Hong Kong Exchanges and Clearing Limited Adapts to New Rules
OSL Exchange, one of the licensed virtual asset trading platforms in Hong Kong, has quickly adapted to the new requirements. They recently announced a two-year partnership with Canopius, a well-known underwriting group associated with Lloyds of London. Under this partnership, OSL will insure 95% of its users’ assets, exceeding the stipulated 50%.
HashKey Exchange is another licensed cryptocurrency exchange in Hong Kong that has taken proactive steps to protect its users’ assets. On November 2023, 11, they signed a cryptocurrency insurance agreement with OneInfinity, providing $16 million to $5000 million in coverage. This coverage is not limited to standard security breaches and bankruptcy, but also extends to server downtime, data backup, and load management events, ensuring comprehensive protection.

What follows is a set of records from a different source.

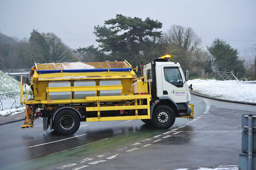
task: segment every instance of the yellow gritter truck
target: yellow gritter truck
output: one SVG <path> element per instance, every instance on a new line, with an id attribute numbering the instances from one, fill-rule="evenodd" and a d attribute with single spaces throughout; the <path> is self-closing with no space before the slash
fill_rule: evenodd
<path id="1" fill-rule="evenodd" d="M 26 83 L 33 93 L 28 98 L 21 78 L 22 104 L 26 117 L 22 128 L 33 127 L 43 118 L 43 130 L 62 135 L 75 133 L 80 122 L 141 119 L 167 129 L 176 117 L 193 118 L 189 104 L 188 71 L 170 62 L 169 56 L 153 59 L 137 77 L 127 61 L 35 63 Z M 143 67 L 143 66 L 141 66 Z"/>

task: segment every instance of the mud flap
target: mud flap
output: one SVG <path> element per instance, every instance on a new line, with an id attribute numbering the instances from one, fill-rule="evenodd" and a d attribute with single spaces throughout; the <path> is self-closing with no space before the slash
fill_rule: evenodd
<path id="1" fill-rule="evenodd" d="M 47 131 L 47 129 L 48 129 L 47 120 L 46 120 L 46 118 L 43 118 L 43 130 Z"/>

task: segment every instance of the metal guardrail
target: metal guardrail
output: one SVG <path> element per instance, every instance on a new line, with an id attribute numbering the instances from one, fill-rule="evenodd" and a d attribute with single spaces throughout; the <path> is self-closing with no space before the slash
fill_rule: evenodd
<path id="1" fill-rule="evenodd" d="M 30 71 L 30 69 L 8 69 L 6 70 L 1 70 L 1 71 L 6 73 L 23 72 L 28 73 Z"/>
<path id="2" fill-rule="evenodd" d="M 30 95 L 30 98 L 33 97 L 31 91 L 29 95 Z M 22 107 L 20 95 L 20 93 L 0 94 L 0 110 Z M 23 95 L 24 97 L 26 97 L 25 93 Z"/>

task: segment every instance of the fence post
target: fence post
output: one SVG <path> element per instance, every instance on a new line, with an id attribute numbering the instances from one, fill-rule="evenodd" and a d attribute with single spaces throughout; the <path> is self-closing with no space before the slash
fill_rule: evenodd
<path id="1" fill-rule="evenodd" d="M 3 108 L 3 104 L 2 103 L 2 101 L 1 101 L 1 99 L 0 99 L 0 103 L 1 103 L 1 105 L 0 105 L 0 110 L 1 110 L 1 107 L 2 107 L 2 110 L 4 110 L 4 108 Z"/>
<path id="2" fill-rule="evenodd" d="M 14 99 L 14 103 L 15 103 L 15 108 L 17 108 L 17 106 L 16 105 L 16 100 L 15 100 L 15 97 L 14 97 L 14 95 L 13 94 L 13 99 Z"/>
<path id="3" fill-rule="evenodd" d="M 236 78 L 237 78 L 237 79 L 238 79 L 238 72 L 236 73 Z"/>

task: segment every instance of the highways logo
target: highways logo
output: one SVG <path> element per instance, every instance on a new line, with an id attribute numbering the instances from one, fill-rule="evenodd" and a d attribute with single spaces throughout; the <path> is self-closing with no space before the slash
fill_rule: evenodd
<path id="1" fill-rule="evenodd" d="M 171 90 L 171 94 L 175 95 L 175 96 L 184 96 L 185 91 L 185 90 Z"/>

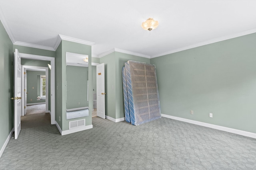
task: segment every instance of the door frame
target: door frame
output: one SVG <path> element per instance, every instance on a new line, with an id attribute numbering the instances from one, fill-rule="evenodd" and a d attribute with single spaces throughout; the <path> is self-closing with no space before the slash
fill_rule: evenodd
<path id="1" fill-rule="evenodd" d="M 51 124 L 56 123 L 55 121 L 55 58 L 50 57 L 20 53 L 22 59 L 50 61 L 51 64 Z"/>
<path id="2" fill-rule="evenodd" d="M 40 67 L 40 66 L 28 66 L 26 65 L 22 65 L 22 73 L 25 73 L 27 74 L 27 71 L 45 71 L 45 75 L 46 76 L 46 91 L 47 92 L 46 95 L 46 107 L 45 107 L 45 110 L 46 112 L 48 112 L 49 110 L 49 71 L 48 70 L 48 67 Z M 26 81 L 26 80 L 24 80 L 24 76 L 22 76 L 21 78 L 21 84 L 22 84 L 22 89 L 24 89 L 25 88 L 25 81 Z M 24 92 L 23 90 L 22 91 L 22 93 L 21 95 L 21 97 L 22 99 L 24 99 L 24 100 L 22 100 L 22 112 L 21 112 L 21 115 L 24 116 L 25 115 L 25 113 L 24 113 L 24 106 L 25 106 L 25 97 L 24 96 Z M 28 91 L 28 89 L 27 89 L 27 91 Z"/>

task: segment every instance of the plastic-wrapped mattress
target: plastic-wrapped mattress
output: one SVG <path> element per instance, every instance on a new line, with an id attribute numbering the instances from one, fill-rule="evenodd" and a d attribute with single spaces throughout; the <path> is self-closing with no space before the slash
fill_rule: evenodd
<path id="1" fill-rule="evenodd" d="M 161 117 L 155 65 L 129 61 L 125 67 L 131 123 L 137 125 Z"/>
<path id="2" fill-rule="evenodd" d="M 126 77 L 125 74 L 125 68 L 124 66 L 122 68 L 122 75 L 123 77 L 124 117 L 126 121 L 131 123 L 131 118 L 130 116 L 130 111 L 129 111 L 129 102 L 128 101 L 128 94 L 127 93 L 127 86 L 126 85 Z"/>

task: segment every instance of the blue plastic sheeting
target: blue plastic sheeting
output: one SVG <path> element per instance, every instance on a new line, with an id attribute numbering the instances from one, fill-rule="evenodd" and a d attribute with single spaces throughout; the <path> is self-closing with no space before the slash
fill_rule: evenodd
<path id="1" fill-rule="evenodd" d="M 123 89 L 124 91 L 124 117 L 125 121 L 131 123 L 131 118 L 129 111 L 129 102 L 128 101 L 128 94 L 127 93 L 127 86 L 126 84 L 126 77 L 125 74 L 125 67 L 122 68 L 122 76 L 123 77 Z"/>
<path id="2" fill-rule="evenodd" d="M 160 118 L 155 65 L 129 61 L 125 67 L 132 124 L 139 125 Z"/>

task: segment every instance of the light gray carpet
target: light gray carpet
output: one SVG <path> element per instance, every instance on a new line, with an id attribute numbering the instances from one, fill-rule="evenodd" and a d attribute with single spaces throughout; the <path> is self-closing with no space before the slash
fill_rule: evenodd
<path id="1" fill-rule="evenodd" d="M 26 115 L 45 113 L 45 104 L 27 106 Z"/>
<path id="2" fill-rule="evenodd" d="M 93 129 L 62 136 L 48 113 L 38 116 L 34 127 L 22 121 L 0 169 L 256 169 L 256 139 L 232 133 L 164 117 L 135 126 L 96 117 Z"/>

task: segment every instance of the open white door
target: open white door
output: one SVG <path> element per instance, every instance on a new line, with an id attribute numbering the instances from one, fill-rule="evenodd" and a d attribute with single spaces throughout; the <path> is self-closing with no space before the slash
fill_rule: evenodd
<path id="1" fill-rule="evenodd" d="M 27 71 L 26 70 L 24 72 L 24 96 L 25 98 L 24 101 L 24 115 L 27 113 L 27 94 L 28 93 L 27 92 Z"/>
<path id="2" fill-rule="evenodd" d="M 97 78 L 97 116 L 105 119 L 105 67 L 102 63 L 96 66 Z"/>
<path id="3" fill-rule="evenodd" d="M 20 131 L 21 116 L 21 64 L 20 57 L 18 49 L 15 49 L 14 55 L 14 139 L 18 138 Z"/>

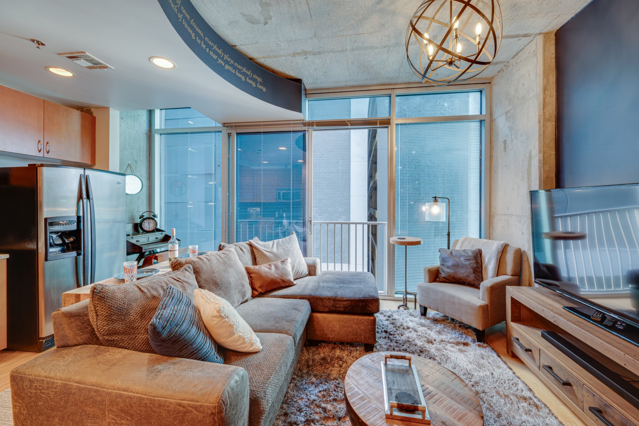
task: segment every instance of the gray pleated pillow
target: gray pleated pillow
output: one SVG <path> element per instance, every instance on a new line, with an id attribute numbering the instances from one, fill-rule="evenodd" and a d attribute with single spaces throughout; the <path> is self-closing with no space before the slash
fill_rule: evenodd
<path id="1" fill-rule="evenodd" d="M 232 248 L 197 257 L 178 257 L 171 261 L 171 268 L 175 271 L 185 265 L 193 268 L 199 288 L 226 299 L 234 308 L 250 299 L 249 277 Z"/>
<path id="2" fill-rule="evenodd" d="M 164 291 L 149 323 L 149 341 L 164 356 L 224 362 L 193 301 L 173 285 Z"/>
<path id="3" fill-rule="evenodd" d="M 93 284 L 89 320 L 102 344 L 155 353 L 149 342 L 149 323 L 169 285 L 192 300 L 193 292 L 197 289 L 193 268 L 183 268 L 121 284 Z"/>
<path id="4" fill-rule="evenodd" d="M 302 254 L 295 232 L 292 232 L 284 238 L 272 241 L 252 240 L 249 241 L 249 243 L 253 247 L 255 260 L 258 262 L 257 265 L 265 265 L 267 263 L 279 262 L 289 258 L 291 259 L 293 278 L 296 280 L 309 275 L 309 267 Z"/>

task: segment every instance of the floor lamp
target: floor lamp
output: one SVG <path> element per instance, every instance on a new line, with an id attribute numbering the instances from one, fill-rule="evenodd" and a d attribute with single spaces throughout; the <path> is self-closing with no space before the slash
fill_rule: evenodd
<path id="1" fill-rule="evenodd" d="M 427 202 L 424 206 L 424 219 L 429 222 L 444 222 L 447 220 L 447 213 L 448 213 L 448 232 L 447 232 L 446 236 L 448 238 L 447 248 L 450 250 L 450 199 L 446 197 L 439 197 L 438 198 L 447 200 L 448 202 L 439 202 L 438 197 L 433 197 L 433 202 Z M 447 212 L 447 210 L 448 210 Z"/>

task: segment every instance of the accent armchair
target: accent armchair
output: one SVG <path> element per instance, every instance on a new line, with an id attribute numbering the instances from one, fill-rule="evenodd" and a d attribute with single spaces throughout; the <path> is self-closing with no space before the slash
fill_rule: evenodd
<path id="1" fill-rule="evenodd" d="M 455 248 L 459 240 L 452 243 Z M 424 268 L 424 282 L 417 284 L 417 303 L 422 316 L 429 308 L 475 328 L 477 342 L 485 331 L 506 319 L 506 286 L 518 285 L 521 249 L 507 245 L 502 252 L 497 277 L 483 281 L 479 289 L 465 284 L 435 282 L 439 265 Z"/>

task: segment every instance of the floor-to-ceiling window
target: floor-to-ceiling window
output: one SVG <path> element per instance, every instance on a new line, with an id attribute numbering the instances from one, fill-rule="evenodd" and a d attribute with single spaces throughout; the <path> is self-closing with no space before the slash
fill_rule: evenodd
<path id="1" fill-rule="evenodd" d="M 235 240 L 295 232 L 305 254 L 305 132 L 238 133 L 235 149 Z"/>
<path id="2" fill-rule="evenodd" d="M 190 108 L 155 114 L 155 206 L 160 228 L 181 246 L 222 241 L 222 128 Z"/>
<path id="3" fill-rule="evenodd" d="M 481 95 L 472 91 L 396 98 L 395 235 L 422 238 L 421 245 L 408 248 L 409 291 L 422 280 L 424 266 L 439 262 L 438 249 L 447 247 L 449 225 L 451 245 L 462 236 L 482 236 Z M 441 197 L 435 208 L 445 212 L 442 220 L 426 214 L 433 197 Z M 404 291 L 404 247 L 395 248 L 397 294 Z"/>

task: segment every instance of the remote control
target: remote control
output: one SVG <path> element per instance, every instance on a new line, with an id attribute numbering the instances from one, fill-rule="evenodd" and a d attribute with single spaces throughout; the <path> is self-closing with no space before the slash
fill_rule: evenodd
<path id="1" fill-rule="evenodd" d="M 606 321 L 603 322 L 603 324 L 606 327 L 610 327 L 616 323 L 618 320 L 617 318 L 613 318 L 612 317 L 607 317 Z"/>
<path id="2" fill-rule="evenodd" d="M 590 319 L 599 323 L 603 319 L 602 317 L 603 317 L 603 312 L 601 310 L 596 310 L 595 313 L 590 316 Z"/>

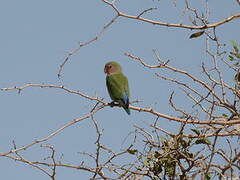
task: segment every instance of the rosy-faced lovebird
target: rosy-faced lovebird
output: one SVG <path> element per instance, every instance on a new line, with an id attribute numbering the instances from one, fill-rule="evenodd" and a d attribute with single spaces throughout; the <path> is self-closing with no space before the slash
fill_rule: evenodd
<path id="1" fill-rule="evenodd" d="M 108 62 L 105 65 L 104 72 L 107 74 L 106 84 L 108 93 L 113 100 L 112 103 L 119 103 L 130 115 L 128 79 L 122 73 L 120 64 L 115 61 Z"/>

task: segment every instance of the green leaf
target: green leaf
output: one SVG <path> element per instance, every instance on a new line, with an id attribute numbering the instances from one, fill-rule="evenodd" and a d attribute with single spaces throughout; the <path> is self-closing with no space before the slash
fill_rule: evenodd
<path id="1" fill-rule="evenodd" d="M 145 159 L 145 160 L 143 161 L 143 164 L 144 164 L 145 167 L 148 167 L 148 166 L 149 166 L 149 160 L 148 160 L 148 159 Z"/>
<path id="2" fill-rule="evenodd" d="M 189 37 L 190 39 L 192 38 L 198 38 L 200 37 L 201 35 L 203 35 L 204 31 L 200 31 L 200 32 L 196 32 L 196 33 L 193 33 L 191 34 L 191 36 Z"/>
<path id="3" fill-rule="evenodd" d="M 138 150 L 137 149 L 128 149 L 127 152 L 129 154 L 135 155 L 138 152 Z"/>
<path id="4" fill-rule="evenodd" d="M 198 136 L 200 135 L 200 131 L 197 129 L 191 129 L 191 131 L 193 131 L 195 134 L 197 134 Z"/>

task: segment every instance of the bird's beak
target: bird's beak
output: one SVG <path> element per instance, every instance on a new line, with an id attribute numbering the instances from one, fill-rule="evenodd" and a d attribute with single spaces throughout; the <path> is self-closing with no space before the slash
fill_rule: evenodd
<path id="1" fill-rule="evenodd" d="M 107 74 L 107 68 L 106 67 L 104 68 L 104 73 Z"/>

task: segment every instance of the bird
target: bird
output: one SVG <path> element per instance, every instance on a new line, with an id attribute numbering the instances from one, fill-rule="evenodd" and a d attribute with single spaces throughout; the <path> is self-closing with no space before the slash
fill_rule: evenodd
<path id="1" fill-rule="evenodd" d="M 108 94 L 113 100 L 111 104 L 114 104 L 114 102 L 119 103 L 127 114 L 130 115 L 128 79 L 122 73 L 121 65 L 118 62 L 110 61 L 105 64 L 104 73 L 107 74 L 106 85 Z"/>

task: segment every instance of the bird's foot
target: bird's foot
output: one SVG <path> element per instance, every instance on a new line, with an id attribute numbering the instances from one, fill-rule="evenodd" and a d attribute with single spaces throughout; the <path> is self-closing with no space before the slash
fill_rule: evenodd
<path id="1" fill-rule="evenodd" d="M 114 101 L 112 101 L 112 102 L 108 103 L 108 105 L 109 105 L 110 107 L 113 107 L 113 106 L 115 105 L 115 103 L 114 103 Z"/>

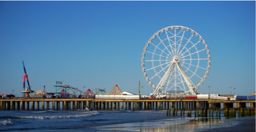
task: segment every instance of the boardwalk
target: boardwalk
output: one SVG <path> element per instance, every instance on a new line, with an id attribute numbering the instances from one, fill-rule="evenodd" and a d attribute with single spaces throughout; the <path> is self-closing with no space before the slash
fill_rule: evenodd
<path id="1" fill-rule="evenodd" d="M 0 110 L 163 110 L 171 109 L 256 108 L 256 101 L 218 100 L 3 99 Z M 222 104 L 222 105 L 221 105 Z"/>

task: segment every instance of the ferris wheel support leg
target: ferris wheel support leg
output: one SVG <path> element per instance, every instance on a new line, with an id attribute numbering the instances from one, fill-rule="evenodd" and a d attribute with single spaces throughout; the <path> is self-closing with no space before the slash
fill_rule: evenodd
<path id="1" fill-rule="evenodd" d="M 179 63 L 176 63 L 177 65 L 177 67 L 179 69 L 179 70 L 181 71 L 181 75 L 183 76 L 183 78 L 184 78 L 186 83 L 188 85 L 188 87 L 189 88 L 189 89 L 190 89 L 190 92 L 192 93 L 193 95 L 196 95 L 197 92 L 195 90 L 195 88 L 193 87 L 193 85 L 192 83 L 190 81 L 190 80 L 189 79 L 189 78 L 188 77 L 188 76 L 186 74 L 185 72 L 183 70 L 182 68 L 180 66 L 180 65 L 179 64 Z"/>
<path id="2" fill-rule="evenodd" d="M 168 69 L 168 70 L 167 70 L 166 72 L 165 72 L 165 74 L 164 75 L 164 76 L 163 77 L 163 78 L 161 79 L 158 84 L 157 85 L 156 89 L 153 93 L 153 95 L 157 95 L 161 94 L 161 93 L 159 93 L 159 92 L 162 91 L 163 87 L 165 85 L 167 80 L 168 79 L 168 78 L 169 77 L 170 75 L 171 74 L 171 73 L 172 71 L 172 70 L 173 69 L 174 65 L 174 63 L 172 63 L 171 65 L 171 66 L 170 66 L 169 69 Z"/>

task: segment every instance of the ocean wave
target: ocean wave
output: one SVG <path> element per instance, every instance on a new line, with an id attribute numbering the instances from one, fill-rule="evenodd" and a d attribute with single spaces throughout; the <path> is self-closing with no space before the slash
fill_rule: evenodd
<path id="1" fill-rule="evenodd" d="M 68 119 L 68 118 L 80 118 L 85 117 L 90 117 L 94 115 L 98 115 L 100 113 L 97 111 L 88 111 L 84 112 L 84 114 L 76 115 L 65 115 L 65 116 L 29 116 L 20 117 L 21 118 L 31 118 L 36 119 Z"/>
<path id="2" fill-rule="evenodd" d="M 13 125 L 13 123 L 10 119 L 8 120 L 5 120 L 0 122 L 0 126 L 10 126 L 12 125 Z"/>

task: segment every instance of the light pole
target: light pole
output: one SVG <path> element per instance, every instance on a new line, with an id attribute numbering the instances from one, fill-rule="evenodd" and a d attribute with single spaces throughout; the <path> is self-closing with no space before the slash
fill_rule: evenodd
<path id="1" fill-rule="evenodd" d="M 44 95 L 45 95 L 45 86 L 44 86 Z"/>
<path id="2" fill-rule="evenodd" d="M 231 95 L 231 86 L 230 86 L 230 95 Z"/>
<path id="3" fill-rule="evenodd" d="M 141 86 L 141 95 L 143 96 L 143 94 L 142 94 L 142 88 L 143 88 L 143 86 Z"/>
<path id="4" fill-rule="evenodd" d="M 209 94 L 210 94 L 210 88 L 211 87 L 211 86 L 208 86 L 208 87 L 209 88 Z"/>

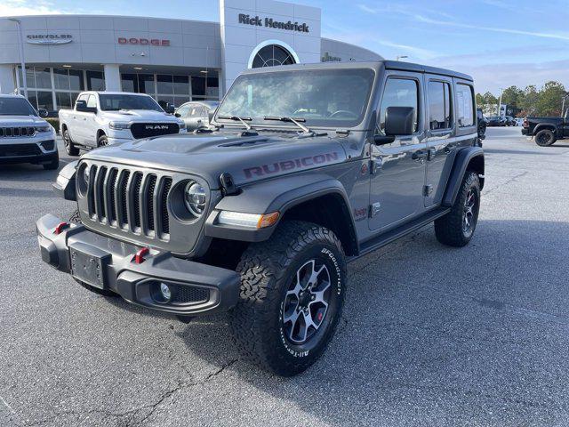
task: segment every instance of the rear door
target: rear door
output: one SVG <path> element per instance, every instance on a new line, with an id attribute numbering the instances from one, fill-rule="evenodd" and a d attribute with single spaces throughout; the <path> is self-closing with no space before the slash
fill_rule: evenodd
<path id="1" fill-rule="evenodd" d="M 446 181 L 453 167 L 457 141 L 453 112 L 453 78 L 425 75 L 427 86 L 428 139 L 425 175 L 425 206 L 431 206 L 443 197 Z"/>
<path id="2" fill-rule="evenodd" d="M 373 174 L 371 180 L 369 227 L 372 230 L 394 228 L 421 214 L 423 206 L 427 141 L 422 75 L 386 72 L 378 107 L 376 134 L 384 135 L 388 107 L 415 109 L 414 133 L 397 135 L 392 143 L 371 147 Z"/>

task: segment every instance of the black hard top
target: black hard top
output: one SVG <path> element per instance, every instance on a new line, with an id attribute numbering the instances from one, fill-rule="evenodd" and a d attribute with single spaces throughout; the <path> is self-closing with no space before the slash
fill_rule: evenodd
<path id="1" fill-rule="evenodd" d="M 286 71 L 293 69 L 344 69 L 344 68 L 370 68 L 373 69 L 397 69 L 401 71 L 412 71 L 415 73 L 429 73 L 439 74 L 441 76 L 448 76 L 451 77 L 461 78 L 464 80 L 473 81 L 472 77 L 468 74 L 459 73 L 451 69 L 438 68 L 437 67 L 429 67 L 428 65 L 413 64 L 412 62 L 403 62 L 400 60 L 367 60 L 349 62 L 320 62 L 315 64 L 293 64 L 278 67 L 266 67 L 261 68 L 247 69 L 243 74 L 268 73 Z"/>

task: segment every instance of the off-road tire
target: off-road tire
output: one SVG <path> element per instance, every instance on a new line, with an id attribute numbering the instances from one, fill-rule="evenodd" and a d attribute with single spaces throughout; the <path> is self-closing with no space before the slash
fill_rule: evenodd
<path id="1" fill-rule="evenodd" d="M 464 217 L 466 214 L 465 206 L 467 197 L 472 191 L 476 197 L 476 205 L 472 215 L 472 226 L 467 230 L 464 230 Z M 478 174 L 467 171 L 461 184 L 461 189 L 456 197 L 456 200 L 451 212 L 445 216 L 435 221 L 435 235 L 437 239 L 443 245 L 449 246 L 461 247 L 470 242 L 478 222 L 478 212 L 480 210 L 480 180 Z"/>
<path id="2" fill-rule="evenodd" d="M 297 271 L 312 259 L 330 272 L 333 304 L 320 323 L 322 329 L 308 342 L 294 345 L 285 336 L 284 307 Z M 305 371 L 322 355 L 341 317 L 346 261 L 338 238 L 313 223 L 284 222 L 270 239 L 245 250 L 236 271 L 241 275 L 240 301 L 229 313 L 236 347 L 247 359 L 278 375 Z"/>
<path id="3" fill-rule="evenodd" d="M 557 141 L 551 129 L 542 129 L 535 134 L 535 143 L 540 147 L 549 147 Z"/>
<path id="4" fill-rule="evenodd" d="M 108 145 L 108 139 L 107 135 L 102 134 L 97 140 L 97 147 L 107 147 Z"/>
<path id="5" fill-rule="evenodd" d="M 65 146 L 65 152 L 68 153 L 68 156 L 76 157 L 79 156 L 79 149 L 77 149 L 73 141 L 71 141 L 71 136 L 69 135 L 69 131 L 67 129 L 63 131 L 63 145 Z"/>

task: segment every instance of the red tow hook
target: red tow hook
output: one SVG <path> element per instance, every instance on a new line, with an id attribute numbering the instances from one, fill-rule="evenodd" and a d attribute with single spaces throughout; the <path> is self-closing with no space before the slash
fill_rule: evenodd
<path id="1" fill-rule="evenodd" d="M 144 256 L 148 255 L 150 250 L 148 247 L 142 247 L 134 255 L 134 262 L 136 264 L 141 264 L 144 262 Z"/>
<path id="2" fill-rule="evenodd" d="M 61 231 L 63 231 L 68 227 L 69 227 L 69 224 L 68 222 L 60 222 L 59 224 L 57 224 L 57 226 L 55 226 L 53 234 L 61 234 Z"/>

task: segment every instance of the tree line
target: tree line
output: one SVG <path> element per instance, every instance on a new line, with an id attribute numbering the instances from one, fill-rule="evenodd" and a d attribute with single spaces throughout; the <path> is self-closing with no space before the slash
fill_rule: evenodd
<path id="1" fill-rule="evenodd" d="M 566 97 L 565 102 L 566 109 L 569 108 L 569 92 L 565 91 L 561 83 L 549 81 L 540 88 L 534 85 L 525 86 L 525 89 L 509 86 L 502 93 L 501 103 L 507 104 L 509 109 L 511 108 L 517 111 L 516 117 L 518 117 L 527 116 L 558 117 L 562 114 L 564 97 Z M 493 106 L 495 111 L 499 101 L 500 96 L 494 96 L 490 92 L 486 92 L 484 95 L 477 93 L 477 104 L 485 110 L 488 110 Z"/>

The SFC’s broader regulatory work
This minimum insurance requirement is part of the SFC’s larger strategy to regulate the cryptocurrency industry in Hong Kong. The city began allowing retail investors to trade cryptocurrencies in August. However, only OSL and HashKey have successfully obtained virtual asset trading licenses so far. The other 13 entities are currently in the application process and are subject to rigorous due diligence, including comprehensive financial audits that go beyond simple proof of reserves.
The new insurance regulations are an important step in bolstering investor confidence in the cryptocurrency market. As digital assets become increasingly popular, ensuring the safety of customer funds becomes critical. The SFC’s proactive approach aims to strike a balance between promoting innovation and protecting investors.
The evolving regulatory environment
The cryptocurrency landscape in Hong Kong is evolving rapidly, and the SFC plays a key role in shaping the regulatory environment. While embracing digital innovation, the regulator is determined to establish a strong framework to address potential risks and protect market participants.
As the regulatory environment matures, Hong Kong may require more licensed cryptocurrency exchanges to meet the 50% minimum insurance requirement. This will further strengthen existing security measures and make the market safer for investors.
Essentially, the Hong Kong SFC has set clear standards for cryptocurrency exchanges by imposing a 50% minimum insurance requirement. OSL Exchange and HashKey Exchange have taken steps to go beyond these requirements to fully protect users' assets. This move highlights Hong Kong's commitment to fostering a secure, regulated cryptocurrency market that can thrive in the digital age. With continued regulatory advancement, the future of Hong Kong's cryptocurrency industry is promising for both investors and businesses.